Pagerduty creates incidents only if it can assign them to someone. This means we need to have an on-call rotation set up that covers all 24h of the day, 7 days a week.

However, because nobody is expected to respond outside working hours, we have a placeholder user associated with the support email address that is used as the user in the on-call rotation when everybody else is outside working hours.

This user gets emailed when an alert is triggered and there is no human being on-call. This allows us to see the alert and respond to it during working hours.

Escalation policies¶

The following escalation policies are defined in PagerDuty.

Outages or possible outages

This escalation policy is connected to the following services in our Service Directory:
- JupyterHub URL availability
- Prometheus URL availability
- Persistent Storage Outage
- Server Startup Failure
The alerts triggered under these services, are either 100% a P1 incident or an alert that could signal an undergoing incident.
It makes use of the all users’ schedules, including the placeholder user
It assigns incidents to the on-call user in a Round Robin fashion (choosing from the users that are on-call, in the moment the incident is triggered), escalating to the next user if the incident is not acknowledged within 4h.

Shouldn’t be an outage

This escalation policy is connected to the following services in our Service Directory:
- Misc alerts from Prometheus Alert Manager
- Persistent Storage
- Pod Restarts
The alerts triggered under these services are alerts that signal that something is wrong with a hub, and if left unaddressed, it might cause an outage in the future. But they do not usually signal an ongoing outage.
This policy doesn’t include the Technical Lead’s schedule
This policy assigns incidents to the on-call users in a Round Robin fashion, escalating to the next user if the incident is not acknowledged within 12h.

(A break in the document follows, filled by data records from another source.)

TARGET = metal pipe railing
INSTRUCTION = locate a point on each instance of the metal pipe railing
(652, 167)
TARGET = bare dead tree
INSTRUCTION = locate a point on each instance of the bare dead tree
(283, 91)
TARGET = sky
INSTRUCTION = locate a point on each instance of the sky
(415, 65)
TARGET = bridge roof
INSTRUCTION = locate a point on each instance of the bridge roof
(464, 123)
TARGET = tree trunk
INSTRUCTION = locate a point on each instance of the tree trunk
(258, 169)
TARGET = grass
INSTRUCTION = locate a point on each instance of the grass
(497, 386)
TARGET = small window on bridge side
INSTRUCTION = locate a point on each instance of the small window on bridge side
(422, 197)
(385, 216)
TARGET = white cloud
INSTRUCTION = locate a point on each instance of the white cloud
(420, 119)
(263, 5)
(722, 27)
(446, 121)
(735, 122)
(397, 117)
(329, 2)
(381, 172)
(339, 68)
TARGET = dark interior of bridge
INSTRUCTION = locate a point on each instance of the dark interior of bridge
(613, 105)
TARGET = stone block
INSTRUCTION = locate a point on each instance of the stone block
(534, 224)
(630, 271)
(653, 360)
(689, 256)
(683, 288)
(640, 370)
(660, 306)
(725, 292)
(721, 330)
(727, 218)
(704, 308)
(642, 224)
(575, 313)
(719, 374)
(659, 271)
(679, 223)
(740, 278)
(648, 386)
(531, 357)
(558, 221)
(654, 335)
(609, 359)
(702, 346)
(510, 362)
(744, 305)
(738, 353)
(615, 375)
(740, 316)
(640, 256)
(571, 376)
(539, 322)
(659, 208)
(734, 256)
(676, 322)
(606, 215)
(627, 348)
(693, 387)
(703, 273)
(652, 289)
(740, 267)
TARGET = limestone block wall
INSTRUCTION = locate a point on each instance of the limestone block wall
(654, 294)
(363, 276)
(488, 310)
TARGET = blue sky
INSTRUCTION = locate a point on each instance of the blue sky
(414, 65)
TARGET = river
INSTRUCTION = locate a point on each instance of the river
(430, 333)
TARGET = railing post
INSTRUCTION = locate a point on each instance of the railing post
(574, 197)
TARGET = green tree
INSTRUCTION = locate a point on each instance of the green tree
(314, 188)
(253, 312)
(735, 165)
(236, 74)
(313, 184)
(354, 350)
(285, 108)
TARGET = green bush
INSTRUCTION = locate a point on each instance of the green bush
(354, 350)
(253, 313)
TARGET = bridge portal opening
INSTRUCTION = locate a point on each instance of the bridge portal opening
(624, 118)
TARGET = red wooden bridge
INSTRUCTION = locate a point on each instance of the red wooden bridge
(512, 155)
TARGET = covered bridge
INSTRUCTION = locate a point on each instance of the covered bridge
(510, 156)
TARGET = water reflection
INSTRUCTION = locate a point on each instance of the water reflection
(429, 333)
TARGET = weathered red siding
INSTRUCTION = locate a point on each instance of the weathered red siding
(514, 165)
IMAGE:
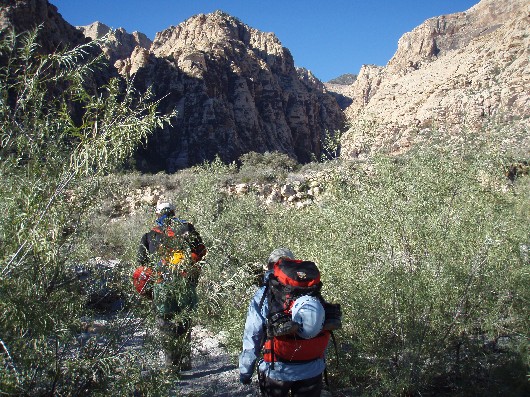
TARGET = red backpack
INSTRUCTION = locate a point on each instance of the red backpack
(290, 280)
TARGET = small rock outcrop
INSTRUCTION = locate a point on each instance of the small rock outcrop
(455, 71)
(120, 45)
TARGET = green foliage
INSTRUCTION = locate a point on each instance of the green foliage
(265, 167)
(426, 252)
(57, 140)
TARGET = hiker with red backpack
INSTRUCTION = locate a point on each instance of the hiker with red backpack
(169, 258)
(287, 329)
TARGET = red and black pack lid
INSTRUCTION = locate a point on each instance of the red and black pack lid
(296, 272)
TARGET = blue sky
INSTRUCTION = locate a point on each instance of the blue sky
(330, 38)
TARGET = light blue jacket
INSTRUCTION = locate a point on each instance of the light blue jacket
(253, 340)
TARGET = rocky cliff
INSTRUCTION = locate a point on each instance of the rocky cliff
(235, 89)
(120, 44)
(454, 71)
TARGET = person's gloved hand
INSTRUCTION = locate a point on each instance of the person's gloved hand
(245, 379)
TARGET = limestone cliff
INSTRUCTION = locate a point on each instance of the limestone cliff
(453, 71)
(119, 45)
(235, 89)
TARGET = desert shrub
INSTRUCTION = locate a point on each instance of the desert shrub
(425, 251)
(57, 141)
(265, 167)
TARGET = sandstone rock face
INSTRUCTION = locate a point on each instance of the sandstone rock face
(464, 69)
(236, 90)
(120, 44)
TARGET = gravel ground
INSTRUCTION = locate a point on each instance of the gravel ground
(214, 372)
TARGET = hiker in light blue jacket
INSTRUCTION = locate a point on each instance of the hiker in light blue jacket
(275, 378)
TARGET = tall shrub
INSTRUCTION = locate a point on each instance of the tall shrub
(57, 139)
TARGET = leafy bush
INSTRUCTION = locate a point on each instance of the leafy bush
(57, 141)
(265, 167)
(424, 251)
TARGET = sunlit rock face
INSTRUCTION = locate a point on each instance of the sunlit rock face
(452, 72)
(235, 90)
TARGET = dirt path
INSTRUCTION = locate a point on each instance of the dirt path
(214, 372)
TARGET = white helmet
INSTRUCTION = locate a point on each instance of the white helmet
(309, 313)
(162, 208)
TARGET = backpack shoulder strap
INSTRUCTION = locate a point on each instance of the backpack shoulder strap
(265, 291)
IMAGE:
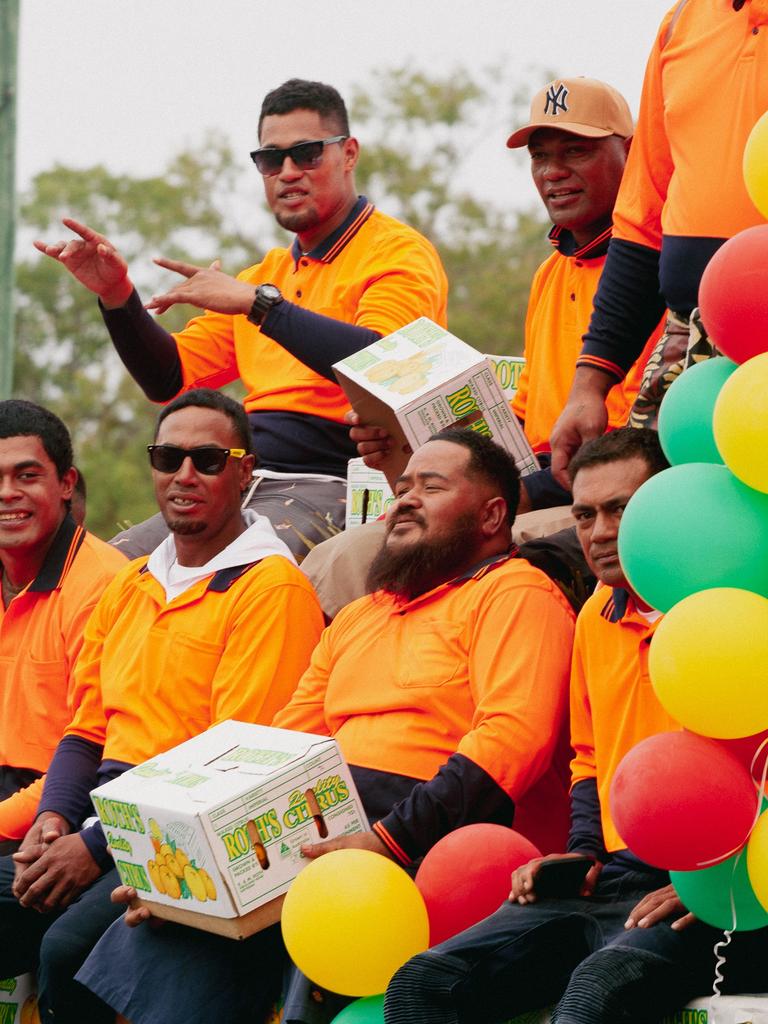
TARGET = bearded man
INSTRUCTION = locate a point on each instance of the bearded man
(446, 689)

Application outage or possible outage

This escalation policy is connected to the following services in our Service Directory:
- JupyterHub Usage Quotas
The alerts triggered under these services signal that there is potentially a P1 outage for the application
It makes use of all app engineers’ schedules in a Round Robin fashion (choosing from the users that are on-call, in the moment the incident is triggered), escalating to the next user if the incident is not acknowledged within 4h.

Paging¶

TBD

Currently, the desired paging policy is: After an incident is assigned to someone:

Immediately, send a Slack DM
30 minutes after, send an email
1 hour after, send an SMS

The #pagerduty-notifications channel on Slack will get notified of when an incident is escalated, i.e. it wasn’t acknowledged by the person assigned to it by the escalation policy. This way we reduce the number of interruptions the team is exposed to.